Salut! is off to see in the new year in France. Or at least he hopes he is. Please bear in mind that this was written mainly for people living in warmer climes and/or reading The National, Abu Dhabi ...
Any day now, I hope to make the simple drive from London to the coast, put the car on a train and sit back to be whisked to France.
On leaving the Channel Tunnel at Coquelles, I will take safe, fast roads to the city of Le Mans to join relatives for le réveillon, the New Year’s Eve feast.
In those two short paragraphs are at least four hostages to fortune, as anyone who has followed the news from Europe will realise. At the least sign of unpleasant weather – and yes, I do realise I am addressing readers accustomed to a glorious winter climate – the drive to the coast will be anything but simple. My rail crossing on Le Shuttle could be delayed or cancelled. The French roads, if I reach them, may be treacherous.
Why is it such a hit-and-miss affair to cross the narrow strip of sea known as the English Channel?
People have been getting from E to F (England to France) by this route for a long time without mechanical means at all. The first recorded Channel swim was in 1875 and I am sure it had been done regularly without fanfare for centuries. But for thousands of people last week, it seemed a lot harder to make the 50km journey by rail than it had been for the swimmers, admittedly with a shorter crossing of 34km.

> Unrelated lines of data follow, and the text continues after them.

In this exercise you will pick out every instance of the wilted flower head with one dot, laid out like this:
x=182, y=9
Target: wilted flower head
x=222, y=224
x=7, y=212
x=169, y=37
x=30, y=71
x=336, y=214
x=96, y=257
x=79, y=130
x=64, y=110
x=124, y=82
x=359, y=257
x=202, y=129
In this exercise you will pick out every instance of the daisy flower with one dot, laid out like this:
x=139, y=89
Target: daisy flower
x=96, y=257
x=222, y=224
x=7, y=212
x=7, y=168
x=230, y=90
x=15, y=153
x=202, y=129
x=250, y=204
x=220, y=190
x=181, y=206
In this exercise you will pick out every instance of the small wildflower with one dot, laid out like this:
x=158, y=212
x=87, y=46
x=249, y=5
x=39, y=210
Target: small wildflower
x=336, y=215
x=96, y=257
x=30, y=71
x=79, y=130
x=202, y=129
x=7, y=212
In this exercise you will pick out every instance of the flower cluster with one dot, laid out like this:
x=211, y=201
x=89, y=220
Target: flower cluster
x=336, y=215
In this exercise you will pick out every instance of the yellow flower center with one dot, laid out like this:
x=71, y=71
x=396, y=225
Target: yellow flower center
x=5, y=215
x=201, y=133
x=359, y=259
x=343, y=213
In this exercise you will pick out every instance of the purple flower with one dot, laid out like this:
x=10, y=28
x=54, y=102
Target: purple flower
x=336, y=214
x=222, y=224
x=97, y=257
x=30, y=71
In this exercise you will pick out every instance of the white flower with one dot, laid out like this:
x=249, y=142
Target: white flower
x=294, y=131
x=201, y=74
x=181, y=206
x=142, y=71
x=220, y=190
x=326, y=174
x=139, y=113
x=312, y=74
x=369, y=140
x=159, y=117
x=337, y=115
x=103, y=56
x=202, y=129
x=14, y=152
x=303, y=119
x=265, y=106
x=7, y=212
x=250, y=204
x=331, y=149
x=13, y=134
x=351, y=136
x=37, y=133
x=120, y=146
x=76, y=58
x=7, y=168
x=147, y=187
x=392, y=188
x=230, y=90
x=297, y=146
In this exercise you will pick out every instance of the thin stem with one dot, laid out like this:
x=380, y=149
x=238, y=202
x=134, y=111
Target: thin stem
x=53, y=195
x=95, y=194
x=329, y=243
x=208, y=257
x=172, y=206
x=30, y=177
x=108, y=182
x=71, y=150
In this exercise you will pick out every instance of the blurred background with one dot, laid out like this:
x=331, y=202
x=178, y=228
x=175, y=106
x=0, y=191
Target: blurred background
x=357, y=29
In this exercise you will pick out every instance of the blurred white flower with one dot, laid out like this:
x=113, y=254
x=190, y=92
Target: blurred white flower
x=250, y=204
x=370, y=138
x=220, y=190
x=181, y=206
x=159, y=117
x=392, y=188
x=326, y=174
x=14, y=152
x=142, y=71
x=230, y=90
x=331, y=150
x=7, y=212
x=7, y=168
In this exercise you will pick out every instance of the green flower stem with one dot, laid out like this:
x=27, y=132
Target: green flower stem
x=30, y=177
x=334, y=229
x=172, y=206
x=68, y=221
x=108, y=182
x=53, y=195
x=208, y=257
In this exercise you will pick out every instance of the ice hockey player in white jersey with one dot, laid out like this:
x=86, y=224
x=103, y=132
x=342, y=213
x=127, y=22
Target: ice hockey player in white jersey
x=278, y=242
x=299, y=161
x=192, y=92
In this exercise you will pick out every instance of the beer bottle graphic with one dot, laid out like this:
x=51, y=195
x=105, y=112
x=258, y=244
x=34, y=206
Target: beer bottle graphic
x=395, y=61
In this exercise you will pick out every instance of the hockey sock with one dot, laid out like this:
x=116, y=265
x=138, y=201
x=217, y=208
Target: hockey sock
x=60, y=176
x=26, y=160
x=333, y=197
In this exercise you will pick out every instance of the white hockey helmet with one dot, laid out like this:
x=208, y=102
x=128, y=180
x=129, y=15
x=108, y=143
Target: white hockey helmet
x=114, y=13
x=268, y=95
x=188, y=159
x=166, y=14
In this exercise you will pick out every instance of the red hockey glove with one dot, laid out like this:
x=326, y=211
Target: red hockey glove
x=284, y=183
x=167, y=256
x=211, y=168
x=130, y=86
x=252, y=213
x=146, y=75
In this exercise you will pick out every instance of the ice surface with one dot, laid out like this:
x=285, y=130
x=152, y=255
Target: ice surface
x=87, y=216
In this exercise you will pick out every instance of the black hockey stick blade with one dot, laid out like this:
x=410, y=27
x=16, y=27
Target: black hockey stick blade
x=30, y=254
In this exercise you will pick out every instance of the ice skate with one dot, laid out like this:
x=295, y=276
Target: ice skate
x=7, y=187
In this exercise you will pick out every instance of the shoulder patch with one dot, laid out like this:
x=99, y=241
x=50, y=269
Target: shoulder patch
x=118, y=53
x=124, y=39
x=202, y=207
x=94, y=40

As is usual when British or part-British transport systems falter, the weather was blamed. The snow in northern France was too fluffy. The trains’ electrical systems couldn’t cope with the sudden change from bitter conditions outside to the warmer tunnel. Around Britain, it has been the same story: snow followed by chaos. A moderately heavy shower slowed traffic so much that even in London suburbia, a trip I made in 25 minutes one morning took six times longer in the afternoon, although no roads were blocked and there was no black ice. Flights were cancelled, schools closed early for Christmas and people were stranded, forced to spend the night in stores, their cars or other makeshift shelters.
Yet all that has really happened has been winter. Winter happens every year, but Britain seems incapable of coping with conditions that go with it as surely as night follows day.
It has become part of the national identity to have an annual whinge about supposed extremes of weather that are, in reality, not extremes at all.
Pop lyrics are rarely the best means of supporting an argument, but these lines, written by the excellent Sandy Denny in her folk-rock song No End, fit like a glove:
They said that it was snowing
In astounded tones, upon the news
I wonder why they’re always so surprised
’Cos every year it snows
Thirty-one years after Denny’s death, her words ring true still. Still the snow comes at least once a year; still we’re astounded. Make the most of the (Emirati) winter, and wish me luck in mine.